Future bankers face fewer entry-level jobs as AI spreads across Wall Street
Students entering the sector are increasingly encountering AI-powered recruitment systems.
Artificial intelligence is reshaping banking from the hiring process to workforce planning, forcing students and employees to adapt as major lenders automate tasks and signal that some jobs may disappear.
The trend comes as senior banking executives publicly acknowledge AI’s potential to reduce staffing levels. Leaders at JPMorgan Chase, Citigroup, Goldman Sachs and Standard Chartered have all indicated that automation will replace some existing work, fueling concerns about job security across the industry.
The numbers tell the story
The impact is already being felt at the entry level. Banks are shrinking some analyst classes while simultaneously recruiting talent with AI expertise. Students say breaking into the industry has become more difficult, prompting some to consider further education as they wait for opportunities to improve.
Standard Chartered has announced plans to eliminate nearly 7,800 roles by 2030, making it one of the most concrete commitments to AI-driven downsizing in the sector.
McKinsey’s Debasish Patnaik highlighted a particularly telling data point: banks are slashing junior analyst classes by as much as two-thirds. At the same time, roughly 62% of AI talent being sourced by banks comes from similar cohorts, meaning the surviving junior hires look very different from their predecessors.
HSBC’s executives urged staff in May 2026 not to “fight AI,” acknowledging that the technology will destroy some jobs while creating others.
Industry specialists, however, argue that graduate hiring will remain essential because banks depend on junior employees to build future leadership pipelines.
Rather than pursuing fully automated institutions, lenders are deploying AI in specific areas such as customer support, transaction monitoring and wealth management. Citigroup, Barclays and digital bank Revolut have all launched AI-driven tools designed to improve efficiency and customer service.
While some firms continue to hire interns and graduates in large numbers, the direction of travel is clear; banks expect AI to play a larger role in operations, with uncertain consequences for future employment.
Not just traditional finance
The efficiency drive extends beyond legacy banking. Crypto.com cut approximately 12% of its roughly 1,500-person workforce, eliminating around 180 roles, explicitly to integrate AI into its operations.
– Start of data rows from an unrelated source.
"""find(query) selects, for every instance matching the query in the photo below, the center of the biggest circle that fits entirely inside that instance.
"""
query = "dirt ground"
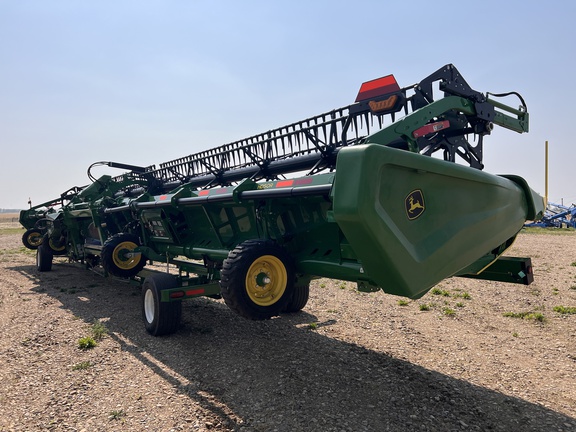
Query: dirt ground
(452, 361)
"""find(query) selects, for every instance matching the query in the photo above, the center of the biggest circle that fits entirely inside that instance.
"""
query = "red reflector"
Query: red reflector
(285, 183)
(195, 292)
(377, 87)
(430, 128)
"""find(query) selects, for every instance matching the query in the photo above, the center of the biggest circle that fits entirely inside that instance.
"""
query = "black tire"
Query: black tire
(257, 279)
(54, 247)
(44, 258)
(114, 255)
(299, 298)
(32, 238)
(160, 318)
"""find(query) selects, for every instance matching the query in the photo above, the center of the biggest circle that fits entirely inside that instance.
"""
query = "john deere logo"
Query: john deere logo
(414, 204)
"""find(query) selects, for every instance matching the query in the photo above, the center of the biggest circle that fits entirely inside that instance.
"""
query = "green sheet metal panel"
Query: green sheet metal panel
(414, 220)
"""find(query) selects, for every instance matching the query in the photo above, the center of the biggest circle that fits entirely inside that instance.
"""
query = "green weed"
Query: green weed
(536, 316)
(116, 415)
(82, 365)
(564, 309)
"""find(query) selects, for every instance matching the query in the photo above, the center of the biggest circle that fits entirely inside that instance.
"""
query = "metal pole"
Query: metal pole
(546, 175)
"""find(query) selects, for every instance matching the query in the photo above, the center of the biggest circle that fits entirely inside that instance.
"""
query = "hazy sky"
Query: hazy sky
(144, 82)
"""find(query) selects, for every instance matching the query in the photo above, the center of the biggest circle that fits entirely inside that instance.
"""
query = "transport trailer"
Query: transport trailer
(355, 194)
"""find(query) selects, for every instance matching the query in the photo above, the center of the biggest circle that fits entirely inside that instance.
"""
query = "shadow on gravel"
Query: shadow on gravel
(279, 375)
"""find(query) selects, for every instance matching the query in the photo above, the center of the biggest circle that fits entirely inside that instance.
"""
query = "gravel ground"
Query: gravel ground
(348, 362)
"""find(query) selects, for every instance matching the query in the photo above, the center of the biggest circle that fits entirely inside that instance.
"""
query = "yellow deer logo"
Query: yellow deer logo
(414, 204)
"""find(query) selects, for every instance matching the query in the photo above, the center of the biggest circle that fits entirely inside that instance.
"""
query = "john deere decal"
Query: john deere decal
(414, 204)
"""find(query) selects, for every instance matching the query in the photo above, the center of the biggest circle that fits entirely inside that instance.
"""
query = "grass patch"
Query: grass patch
(536, 316)
(564, 309)
(86, 343)
(82, 366)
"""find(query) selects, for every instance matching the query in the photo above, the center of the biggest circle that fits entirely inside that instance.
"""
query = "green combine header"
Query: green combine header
(387, 192)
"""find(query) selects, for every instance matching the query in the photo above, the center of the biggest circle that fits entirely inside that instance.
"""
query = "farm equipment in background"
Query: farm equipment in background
(351, 194)
(556, 216)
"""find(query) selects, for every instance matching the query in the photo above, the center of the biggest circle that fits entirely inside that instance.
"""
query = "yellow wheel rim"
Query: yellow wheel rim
(55, 247)
(266, 280)
(123, 255)
(34, 239)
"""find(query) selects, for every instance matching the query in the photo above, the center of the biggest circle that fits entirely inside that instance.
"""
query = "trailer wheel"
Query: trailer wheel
(43, 258)
(118, 258)
(160, 318)
(32, 238)
(54, 247)
(257, 279)
(299, 298)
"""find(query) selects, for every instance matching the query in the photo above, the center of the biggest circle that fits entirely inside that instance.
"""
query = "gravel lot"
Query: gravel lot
(349, 362)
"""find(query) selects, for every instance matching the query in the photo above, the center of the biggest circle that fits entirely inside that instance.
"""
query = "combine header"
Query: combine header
(351, 194)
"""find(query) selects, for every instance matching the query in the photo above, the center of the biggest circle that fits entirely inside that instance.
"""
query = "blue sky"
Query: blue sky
(144, 82)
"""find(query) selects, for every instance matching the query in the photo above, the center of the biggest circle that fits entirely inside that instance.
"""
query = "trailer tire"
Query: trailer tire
(32, 238)
(160, 318)
(44, 258)
(299, 298)
(257, 279)
(53, 246)
(114, 259)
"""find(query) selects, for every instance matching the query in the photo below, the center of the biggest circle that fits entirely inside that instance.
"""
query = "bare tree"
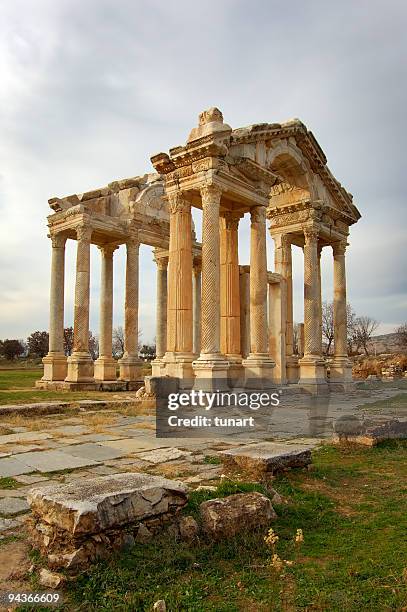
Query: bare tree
(328, 324)
(401, 332)
(364, 330)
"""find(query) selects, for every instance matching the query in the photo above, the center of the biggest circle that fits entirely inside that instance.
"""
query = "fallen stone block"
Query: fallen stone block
(225, 517)
(257, 459)
(97, 504)
(368, 432)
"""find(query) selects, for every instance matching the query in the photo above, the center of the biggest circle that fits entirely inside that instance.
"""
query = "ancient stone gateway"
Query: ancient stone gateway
(217, 322)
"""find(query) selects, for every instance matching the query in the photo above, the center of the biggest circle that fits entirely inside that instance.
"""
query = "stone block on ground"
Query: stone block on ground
(368, 432)
(271, 457)
(228, 516)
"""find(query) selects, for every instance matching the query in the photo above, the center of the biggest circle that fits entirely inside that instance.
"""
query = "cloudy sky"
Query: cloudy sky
(90, 89)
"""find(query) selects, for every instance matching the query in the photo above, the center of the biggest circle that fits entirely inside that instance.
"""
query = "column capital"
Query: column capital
(210, 193)
(258, 214)
(339, 247)
(311, 235)
(84, 233)
(58, 240)
(177, 203)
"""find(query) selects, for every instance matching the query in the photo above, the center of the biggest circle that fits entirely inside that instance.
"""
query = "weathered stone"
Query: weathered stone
(13, 505)
(188, 528)
(49, 579)
(368, 432)
(97, 504)
(266, 457)
(223, 518)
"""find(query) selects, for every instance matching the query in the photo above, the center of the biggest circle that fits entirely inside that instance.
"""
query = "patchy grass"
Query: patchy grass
(9, 483)
(352, 511)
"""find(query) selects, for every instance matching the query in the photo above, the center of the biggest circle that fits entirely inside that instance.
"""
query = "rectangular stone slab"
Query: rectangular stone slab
(94, 505)
(266, 457)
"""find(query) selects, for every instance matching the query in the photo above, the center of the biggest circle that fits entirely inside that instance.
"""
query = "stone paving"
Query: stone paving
(62, 448)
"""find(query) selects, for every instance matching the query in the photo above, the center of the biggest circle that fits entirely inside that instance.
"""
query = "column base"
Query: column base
(80, 368)
(211, 372)
(158, 367)
(55, 367)
(236, 372)
(312, 375)
(258, 371)
(179, 365)
(340, 374)
(130, 368)
(105, 369)
(292, 369)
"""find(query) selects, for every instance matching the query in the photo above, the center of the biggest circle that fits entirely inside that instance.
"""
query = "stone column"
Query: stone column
(230, 295)
(80, 363)
(161, 314)
(55, 366)
(179, 356)
(197, 287)
(341, 368)
(244, 288)
(130, 364)
(312, 370)
(283, 266)
(211, 364)
(105, 365)
(277, 328)
(258, 365)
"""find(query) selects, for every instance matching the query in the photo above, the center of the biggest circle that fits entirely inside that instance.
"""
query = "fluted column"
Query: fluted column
(258, 364)
(55, 365)
(283, 266)
(341, 368)
(80, 364)
(197, 289)
(312, 364)
(211, 363)
(130, 364)
(179, 355)
(105, 365)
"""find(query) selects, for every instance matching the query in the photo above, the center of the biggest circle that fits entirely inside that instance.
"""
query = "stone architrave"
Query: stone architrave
(55, 363)
(80, 363)
(277, 328)
(230, 295)
(283, 266)
(244, 286)
(341, 367)
(105, 365)
(179, 355)
(258, 365)
(211, 368)
(130, 363)
(161, 314)
(312, 365)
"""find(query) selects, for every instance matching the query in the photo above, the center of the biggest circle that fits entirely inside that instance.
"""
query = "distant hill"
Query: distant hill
(386, 343)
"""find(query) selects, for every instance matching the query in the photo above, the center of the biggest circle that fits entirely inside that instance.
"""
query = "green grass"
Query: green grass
(352, 511)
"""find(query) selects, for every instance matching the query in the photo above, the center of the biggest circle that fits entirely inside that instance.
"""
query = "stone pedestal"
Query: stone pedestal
(55, 363)
(258, 365)
(211, 368)
(130, 364)
(312, 365)
(80, 363)
(105, 365)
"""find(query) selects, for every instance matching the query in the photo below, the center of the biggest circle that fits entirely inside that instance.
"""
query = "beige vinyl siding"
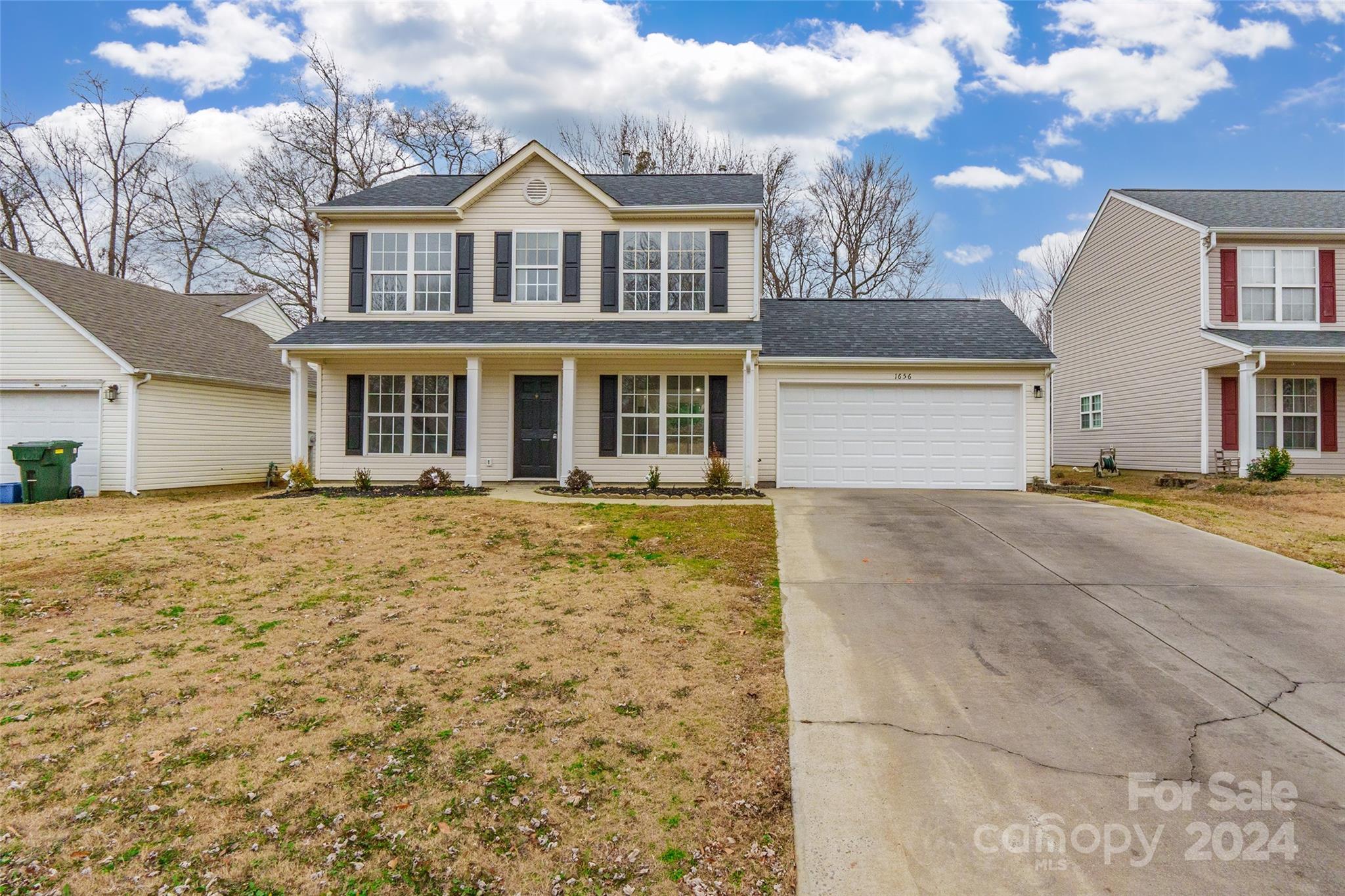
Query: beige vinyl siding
(771, 377)
(1296, 241)
(194, 435)
(569, 209)
(496, 405)
(1329, 463)
(38, 347)
(1126, 324)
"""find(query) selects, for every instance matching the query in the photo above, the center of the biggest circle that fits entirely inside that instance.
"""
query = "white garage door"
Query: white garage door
(925, 437)
(30, 416)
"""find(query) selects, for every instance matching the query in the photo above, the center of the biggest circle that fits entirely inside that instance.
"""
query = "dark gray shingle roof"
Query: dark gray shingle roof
(1271, 209)
(888, 330)
(628, 190)
(477, 332)
(1283, 337)
(155, 330)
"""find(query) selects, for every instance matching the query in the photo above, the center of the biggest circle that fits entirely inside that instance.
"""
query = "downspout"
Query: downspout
(132, 429)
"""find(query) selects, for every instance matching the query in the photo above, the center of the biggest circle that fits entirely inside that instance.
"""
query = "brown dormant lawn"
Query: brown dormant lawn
(401, 695)
(1301, 517)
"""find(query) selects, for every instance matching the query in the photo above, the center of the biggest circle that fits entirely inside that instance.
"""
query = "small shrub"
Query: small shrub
(717, 473)
(433, 477)
(1273, 465)
(579, 481)
(299, 477)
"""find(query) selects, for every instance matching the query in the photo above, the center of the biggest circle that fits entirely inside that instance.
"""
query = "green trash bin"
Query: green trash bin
(45, 469)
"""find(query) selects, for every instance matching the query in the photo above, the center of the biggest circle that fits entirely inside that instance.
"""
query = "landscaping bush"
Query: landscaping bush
(299, 477)
(579, 481)
(433, 477)
(717, 473)
(1273, 465)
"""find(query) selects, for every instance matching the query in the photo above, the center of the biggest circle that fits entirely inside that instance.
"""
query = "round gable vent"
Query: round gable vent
(537, 191)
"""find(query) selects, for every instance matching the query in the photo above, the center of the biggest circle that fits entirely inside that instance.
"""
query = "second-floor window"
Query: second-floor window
(1278, 285)
(663, 270)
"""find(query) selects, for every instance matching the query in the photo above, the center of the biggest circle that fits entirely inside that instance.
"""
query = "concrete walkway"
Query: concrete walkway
(971, 673)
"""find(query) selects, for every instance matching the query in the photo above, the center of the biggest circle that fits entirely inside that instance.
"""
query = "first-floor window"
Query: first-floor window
(432, 413)
(1286, 413)
(386, 410)
(1090, 412)
(663, 414)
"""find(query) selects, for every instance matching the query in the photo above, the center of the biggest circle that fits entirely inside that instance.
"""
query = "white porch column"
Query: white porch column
(748, 421)
(567, 435)
(474, 414)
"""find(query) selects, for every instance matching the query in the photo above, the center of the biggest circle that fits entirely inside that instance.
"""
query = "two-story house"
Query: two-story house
(1200, 326)
(517, 324)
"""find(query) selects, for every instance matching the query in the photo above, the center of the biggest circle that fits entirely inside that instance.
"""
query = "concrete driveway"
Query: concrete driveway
(974, 677)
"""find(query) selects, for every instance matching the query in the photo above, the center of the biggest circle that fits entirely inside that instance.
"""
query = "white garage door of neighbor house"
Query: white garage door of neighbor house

BitMEX co-founder Arthur Hayes, in a CoinDesk interview, pointed to the challenges that conventional banking faces from decentralized finance alternatives. The implication is that banks aren’t just competing against their own AI-augmented future versions. They’re also racing against DeFi protocols that were built from the ground up without the human overhead that traditional institutions are now scrambling to reduce.